Hmm, it scans every single sector for damaged blocks (hence the 10 hours). So far hasn't let me down, so will probably do the same still. Although I have a spare raspberry pi laying around, might try it just for kicks. Haven't used parted magic in a while, was definitely useful for me in the past, may load up the newest version just to see how things have changed =P. Thanks.
 
Hmm, it scans every single sector for damaged blocks (hence the 10 hours). So far hasn't let me down, so will probably do the same still. Although I have a spare raspberry pi laying around, might try it just for kicks. Haven't used parted magic in a while, was definitely useful for me in the past, may load up the newest version just to see how things have changed =P. Thanks.
Yep, it seems like any scan worth its salt will take many hours (overnight) to scan the drive. I know It took over 16hours to do my 16TB drives with just a smart long test. I was very thankful I could load up all the drives in my esata enclosure and test them in parallel--otherwise that alone would have been a week!
 
Yep, it seems like any scan worth its salt will take many hours (overnight) to scan the drive. I know It took over 16hours to do my 16TB drives with just a smart long test. I was very thankful I could load up all the drives in my esata enclosure and test them in parallel--otherwise that alone would have been a week!
Which esata enclosure are you using? if you don't mind me asking, peaked my curiosity =P.
 
Which esata enclosure are you using? if you don't mind me asking, peaked my curiosity =P.

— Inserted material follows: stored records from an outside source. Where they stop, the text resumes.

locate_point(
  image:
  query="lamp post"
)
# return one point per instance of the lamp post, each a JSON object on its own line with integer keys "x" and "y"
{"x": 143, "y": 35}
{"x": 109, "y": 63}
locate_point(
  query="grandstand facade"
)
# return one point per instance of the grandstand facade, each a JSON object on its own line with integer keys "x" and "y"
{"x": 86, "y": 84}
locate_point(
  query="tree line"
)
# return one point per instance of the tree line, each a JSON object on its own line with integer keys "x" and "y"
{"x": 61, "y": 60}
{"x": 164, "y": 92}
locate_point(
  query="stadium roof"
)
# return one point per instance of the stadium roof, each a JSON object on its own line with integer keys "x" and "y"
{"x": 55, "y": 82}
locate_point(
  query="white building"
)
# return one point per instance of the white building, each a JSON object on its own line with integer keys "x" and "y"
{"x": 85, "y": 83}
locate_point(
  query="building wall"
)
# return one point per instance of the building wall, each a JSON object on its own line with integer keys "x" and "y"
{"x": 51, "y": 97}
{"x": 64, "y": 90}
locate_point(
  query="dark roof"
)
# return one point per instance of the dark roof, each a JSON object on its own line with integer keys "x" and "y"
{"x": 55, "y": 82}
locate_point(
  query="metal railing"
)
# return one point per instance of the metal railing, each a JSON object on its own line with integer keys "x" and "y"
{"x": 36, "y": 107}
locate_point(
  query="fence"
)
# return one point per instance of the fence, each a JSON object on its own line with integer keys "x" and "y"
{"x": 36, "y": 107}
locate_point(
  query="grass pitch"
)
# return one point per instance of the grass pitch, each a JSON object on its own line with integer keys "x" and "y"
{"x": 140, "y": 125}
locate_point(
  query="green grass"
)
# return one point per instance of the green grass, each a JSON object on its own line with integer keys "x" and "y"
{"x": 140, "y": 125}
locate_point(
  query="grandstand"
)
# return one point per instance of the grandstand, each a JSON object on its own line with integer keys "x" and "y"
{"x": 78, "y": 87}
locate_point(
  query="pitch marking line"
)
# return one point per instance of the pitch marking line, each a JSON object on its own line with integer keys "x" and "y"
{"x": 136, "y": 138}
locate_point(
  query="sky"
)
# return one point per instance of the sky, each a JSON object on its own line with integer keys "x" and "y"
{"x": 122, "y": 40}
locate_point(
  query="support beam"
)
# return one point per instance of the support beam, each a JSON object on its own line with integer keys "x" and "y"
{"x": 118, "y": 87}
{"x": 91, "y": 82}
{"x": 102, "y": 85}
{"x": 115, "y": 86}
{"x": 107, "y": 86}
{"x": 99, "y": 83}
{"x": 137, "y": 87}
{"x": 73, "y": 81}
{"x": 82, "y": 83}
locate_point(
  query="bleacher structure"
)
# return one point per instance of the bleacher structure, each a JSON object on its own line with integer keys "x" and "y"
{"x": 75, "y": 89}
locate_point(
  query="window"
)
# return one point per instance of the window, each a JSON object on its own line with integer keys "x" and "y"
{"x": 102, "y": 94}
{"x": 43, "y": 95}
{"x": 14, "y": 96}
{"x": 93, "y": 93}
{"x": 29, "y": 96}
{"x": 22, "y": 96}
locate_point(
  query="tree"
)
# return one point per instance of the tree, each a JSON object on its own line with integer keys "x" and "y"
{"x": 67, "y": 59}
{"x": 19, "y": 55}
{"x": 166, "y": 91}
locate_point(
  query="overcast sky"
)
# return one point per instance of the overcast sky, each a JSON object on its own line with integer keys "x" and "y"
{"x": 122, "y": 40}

It's actually an older sansdigital 8 bay one. It came with its own sata card that supports the port multiplying that the enclosure needs. I have the card installed in my z600 which I just boot to a parted magic live cd and then run smart tests on multiple drives at a time. I also have a usb adapter for ide drives so I can test them the same way. Works really well to find out how good a drive is or clear it prior to use. I just ran the smart long test on 2x 10TB WD Golds the other day. I run the short test and make sure that passes before running the long test overnight. By morning, both drives were showed good (as expected). (y) When I got my 16TB Exos a few years back, I didn't realize I could do more than one test at the same time--so I had actually spent 2x days on 2x drives. Then I realized I could do more than one and loaded up the remaining 4x drives in the enclosure and had the rest done in just a day.